貴方のいない 世界はいらない | ナノ
その職人、希薄。


『切り裂きジャック 再び現る!』
『被害者はアニー・チャップマン』
『またしても 娼婦が犠牲に』

「どういうことだ!?」
ばんっという机を叩く音が、部屋に響く。夜会から一夜明けた日の夜。シエルが見たのは、捕まえたはずの犯人の犯行記事だった。
「たった一人の容疑者が殺人不可能となると…模倣犯…否、最初から複数犯だった可能性もあるね。」
苛立ちを隠せないシエルとは対照的に、ゆったりと構える劉様。
「子爵はハズレだった、ってこと?」
苛立った声をあげ、記事から目を離すアンジェリーナ様。その顔は険しい。
「また振り出しだ…」
諦めたようにため息をつくと、シエルはこちらに目を向け、指示をとばした。
「もう一度絞り直す。セバスチャン、リストを。」
「かしこまりました。」

「ふぅ…」
がらんとしたキッチンで、私は一人ため息をつく。
「今日も疲れたなぁ。」
卵の殻を剥きながら、肩をぐるぐると回す。
セバスチャンがリスト制作に追われているので、私は明日の食事の準備と、長くなりそうな夜に備え、軽食を用意している。
「まぁ正直、セバスチャンの方が働いてるから、弱音は言ってられないけど。」
現在も、かなりのスピードで仕事をこなす同僚を思う。
「それに比べりゃ、これ位。」
そう言うと同時に、すべての卵の殻を剥き終える。
「よっし!これを潰し…」
「あ…あのぉ…」
「うわぁ!」
気合いを入れた瞬間話しかけられ、私は思わず悲鳴をあげる。
「も!申し訳ありませんんん!」
振り返るとそこには、ものすごい勢いで謝るグレルさんがいた。
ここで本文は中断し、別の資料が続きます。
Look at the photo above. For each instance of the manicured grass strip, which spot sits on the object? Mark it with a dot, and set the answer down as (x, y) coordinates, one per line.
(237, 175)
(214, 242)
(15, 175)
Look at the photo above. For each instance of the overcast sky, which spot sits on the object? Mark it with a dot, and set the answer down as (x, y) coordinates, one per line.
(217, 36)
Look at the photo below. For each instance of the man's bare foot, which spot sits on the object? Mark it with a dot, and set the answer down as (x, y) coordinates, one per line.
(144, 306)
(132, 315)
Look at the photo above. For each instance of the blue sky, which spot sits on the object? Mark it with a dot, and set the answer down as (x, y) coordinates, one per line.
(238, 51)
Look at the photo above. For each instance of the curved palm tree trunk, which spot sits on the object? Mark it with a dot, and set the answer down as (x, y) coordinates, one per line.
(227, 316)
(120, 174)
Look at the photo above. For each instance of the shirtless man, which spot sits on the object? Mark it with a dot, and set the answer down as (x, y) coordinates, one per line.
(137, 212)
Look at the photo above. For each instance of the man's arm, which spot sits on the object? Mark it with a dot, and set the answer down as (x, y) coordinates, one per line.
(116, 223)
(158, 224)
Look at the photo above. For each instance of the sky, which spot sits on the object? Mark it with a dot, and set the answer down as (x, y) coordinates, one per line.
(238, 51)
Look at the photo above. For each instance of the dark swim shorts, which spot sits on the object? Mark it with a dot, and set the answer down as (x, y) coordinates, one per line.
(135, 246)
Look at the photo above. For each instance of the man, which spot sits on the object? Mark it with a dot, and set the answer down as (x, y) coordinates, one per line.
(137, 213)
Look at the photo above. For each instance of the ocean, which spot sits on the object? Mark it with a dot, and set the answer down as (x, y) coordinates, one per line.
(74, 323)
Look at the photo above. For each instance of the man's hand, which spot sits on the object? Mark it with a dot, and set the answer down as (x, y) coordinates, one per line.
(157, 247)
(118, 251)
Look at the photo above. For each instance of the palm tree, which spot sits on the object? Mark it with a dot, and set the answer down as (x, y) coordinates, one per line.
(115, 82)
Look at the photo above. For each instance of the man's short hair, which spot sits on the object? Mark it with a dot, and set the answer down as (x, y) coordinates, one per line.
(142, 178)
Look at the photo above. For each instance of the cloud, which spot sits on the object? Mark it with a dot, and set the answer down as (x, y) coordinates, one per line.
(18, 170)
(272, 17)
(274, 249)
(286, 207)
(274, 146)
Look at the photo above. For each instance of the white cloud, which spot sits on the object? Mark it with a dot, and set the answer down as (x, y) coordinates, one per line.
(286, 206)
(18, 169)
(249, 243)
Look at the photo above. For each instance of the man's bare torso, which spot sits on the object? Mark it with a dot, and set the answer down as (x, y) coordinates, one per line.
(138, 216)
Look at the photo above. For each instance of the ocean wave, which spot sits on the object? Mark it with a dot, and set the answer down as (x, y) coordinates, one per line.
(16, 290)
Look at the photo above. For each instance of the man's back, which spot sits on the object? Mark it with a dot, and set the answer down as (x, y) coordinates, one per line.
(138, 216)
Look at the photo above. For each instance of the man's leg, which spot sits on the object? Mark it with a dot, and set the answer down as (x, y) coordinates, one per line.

あと少し放っておいたら、土下座する雰囲気だ。
「いや、あの、グレルさん?大丈夫ですから、ね?ちょっと驚いちゃっただけで…」
「す…すみません…」
「それより、どうしたんですか?先ほど紅茶を持って行ったばかりだったと思うのですが。」
まだ申し訳なさそうなグレルさんに構わず、話題を変える。手に持ったティーカップとポットが目に入ったからだ。
「その…紅茶を淹れるのを失敗してしまって…」
「あぁ…」
たった数日ではあるが、グレルさんと一緒に働いて、彼が完璧に仕事をこなすところを見たことがない。私だって、まだまだ見習いの身ではあるが、彼よりも仕事が出来る自信があるくらいだ。
「それで、淹れ直してこいと。」
「は…はい…」
「なら、ちょうど良かった。いま、お湯が沸いたところですよ。」
よかったら、私が淹れましょうか、という申し出に、グレルさんは申し訳なさそうにティーカップとティーポットを差し出した。

ゴロゴロ…カッ!
「しっかし、ひどい雨ですね。」
出来上がった軽食のサンドウィッチと紅茶を携え、シエルたちのいる部屋へと向かう。
「ロ…ロンドンは、霧の街と呼ばれるくらいですから、雨も多いんです…」
「ほぉ。」
確かに、イギリスというと、どことなくじめっとしているようなイメージがある。決して、晴れ晴れとはしていない。
「幽霊のイメージが強いからか…」
「?…あ、こ…この部屋です。」
ぼそりと呟いた私に首を傾げながら、グレルさんがひとつの部屋を指さし、中へと入っていく。それとすれ違うように、シエルが中から出てきた。
「あれ、シエル?」
「少し休む。」
「そう。サンドウィッチ、ひとつ食べる?」
「………」
お皿を差し出すと、シエルは少し悩んで、クリームとフルーツの挟まった甘いサンドウィッチを選んだ。
「夜中にそんなの食べたら、太るよ。」
「作ったのは誰だ。」
「誰だ?…私か。」
シエルはフッと笑うと、私の横をすり抜け自室へ向かった。

「失礼します。」
控えめに声をかけ、部屋に入る。中ではなにやらアンジェリーナ様が真剣な話をしていた。
「あの子が一番辛かった時に、私は傍に居てあげられなかった。」
机の上に、そっとサンドウィッチを置くと、部屋の端に下がる。
「セバスチャン、杏子、」
窓の外の空を見ていたら、アンジェリーナ様に声をかけられ、私は視線を部屋へと向ける。
「どこの誰とも知れないアンタ達に頼むのもおかしいけど…どうか、あの子の傍を離れないで頂戴。」
祈るように紡がれた言葉に、私は居住まいを正す。
「道をはぐれて、独りで迷ってしまうことがないように。」
顔を伏せたアンジェリーナ様に、セバスチャンが跪く。私もそれに倣う。
「ええ…必ず、最期までお傍でお護りいたします。」
そうして部屋を去る。雨音が、より一層強くなった気がした。



(それより、その大量のサンドウィッチはどうするんです?)(んー…食べるか、私が。)(夜中にそんなもの食べたら、太りますよ。)(作ったのは誰だ。)(杏子でしょう。)(私か…)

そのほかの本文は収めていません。